La comunità LGBTQ si aspettava più coraggio…
Sì, è vero: alcuni si sono sentiti un po’ delusi dalla conclusione del Sinodo sulla questione che riguarda le persone omosessuali. A guardare bene, l’obiettivo del documento di sintesi era di mostrare e far capire quale è la situazione attuale, mettendo insieme anche il confronto e la diversità delle opinioni e delle sensibilità che c’è all’interno della Chiesa, e quindi abbiamo sperimentato questa differenza di posizioni.
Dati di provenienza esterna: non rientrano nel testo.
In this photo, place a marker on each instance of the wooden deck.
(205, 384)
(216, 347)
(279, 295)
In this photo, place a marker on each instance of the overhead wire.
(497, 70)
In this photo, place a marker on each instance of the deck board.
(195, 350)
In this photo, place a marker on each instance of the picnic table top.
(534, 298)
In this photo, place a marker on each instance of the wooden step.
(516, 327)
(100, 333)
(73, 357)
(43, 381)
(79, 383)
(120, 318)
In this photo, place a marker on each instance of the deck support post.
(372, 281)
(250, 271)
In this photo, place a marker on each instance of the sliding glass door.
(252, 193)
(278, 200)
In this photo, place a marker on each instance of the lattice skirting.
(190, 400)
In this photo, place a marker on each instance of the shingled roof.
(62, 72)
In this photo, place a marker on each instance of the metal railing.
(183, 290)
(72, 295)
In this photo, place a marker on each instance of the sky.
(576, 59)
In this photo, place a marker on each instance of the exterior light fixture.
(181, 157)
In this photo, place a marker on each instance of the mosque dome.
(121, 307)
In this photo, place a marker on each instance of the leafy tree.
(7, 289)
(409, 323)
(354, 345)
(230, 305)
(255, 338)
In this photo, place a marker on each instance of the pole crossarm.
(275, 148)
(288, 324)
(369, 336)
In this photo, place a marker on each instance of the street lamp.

Però c’è da notare che il documento di sintesi ha dichiarato chiaramente, e quindi approvato con la stragrande maggioranza dei voti, che il Sinodo ha compreso che alcuni aspetti, quali, appunto, quelli relativi alle questioni di genere e all’orientamento sessuale, risultano controversi non solo nella società, ma anche nella Chiesa e pongono domande nuove, e quindi ammette anche che le categorie antropologiche che la Chiesa ha elaborato fino ad oggi non sono sufficienti a cogliere la complessità degli elementi che emergono proprio dall’esperienza o anche dalla riflessione sull’esperienza umana, e quindi chiede il tempo necessario per questa riflessione. Il documento ha richiesto anche la schiettezza del confronto, dando voce alle persone direttamente coinvolte, quelle che vivono questa esperienza. Questo percorso dovrà essere avviato in vista dell’anno prossimo, della prossima sessione sinodale. Quindi direi che il Sinodo ha dato, col documento di sintesi finale, una base solida e condivisa dalla stragrande maggioranza dei padri sinodali, per avviare questa riflessione.